Accurate detection of uniparental disomy and microdeletions by SNP array analysis in myelodysplastic syndromes with normal cytogenetics
Polymorphism, Single Nucleotide
Progress in the management of patients with myelodysplastic syndromes (MDS) has been hampered by the inability to detect cytogenetic abnormalities in 40-60% of cases. We prospectively analyzed matched pairs of bone marrow and buccal cell (normal) DNA samples from 51 MDS patients by single nucleotide polymorphism (SNP) arrays, and identified somatically acquired clonal genomic abnormalities in 21 patients (41%). Among the 33 patients with normal bone marrow cell karyotypes, 5 (15%) had clonal, somatically acquired aberrations by SNP array analysis, including 4 with segmental uniparental disomies (UPD) and 1 with three separate microdeletions. Each abnormality was detected more readily in CD34+ cells than in unselected bone marrow cells.

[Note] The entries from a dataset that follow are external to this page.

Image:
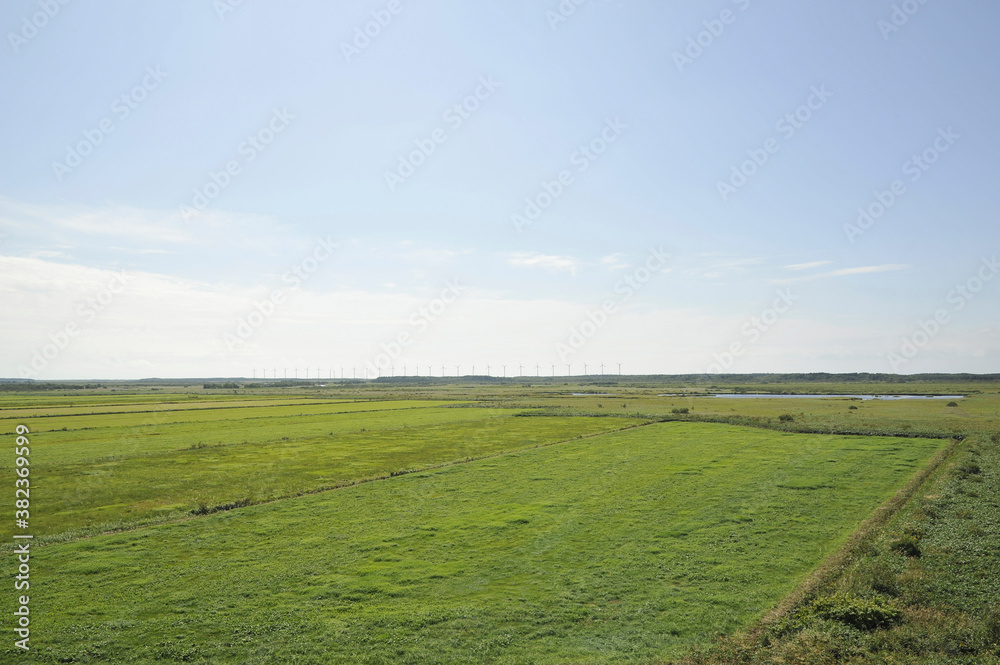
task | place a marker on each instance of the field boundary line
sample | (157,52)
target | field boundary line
(216,408)
(323,489)
(834,565)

Paired analysis of bone marrow and buccal cell DNA from each patient was necessary to distinguish true clonal genomic abnormalities from inherited copy number variations and regions with apparent loss of heterozygosity. UPDs affecting chromosome 7q were identified in two patients who had a rapidly deteriorating clinical course despite a low-risk International Prognostic Scoring System score. Further studies of larger numbers of patients will be needed to determine whether 7q UPD detected by SNP array analysis will identify higher risk MDS patients at diagnosis, analogous to those with 7q cytogenetic abnormalities.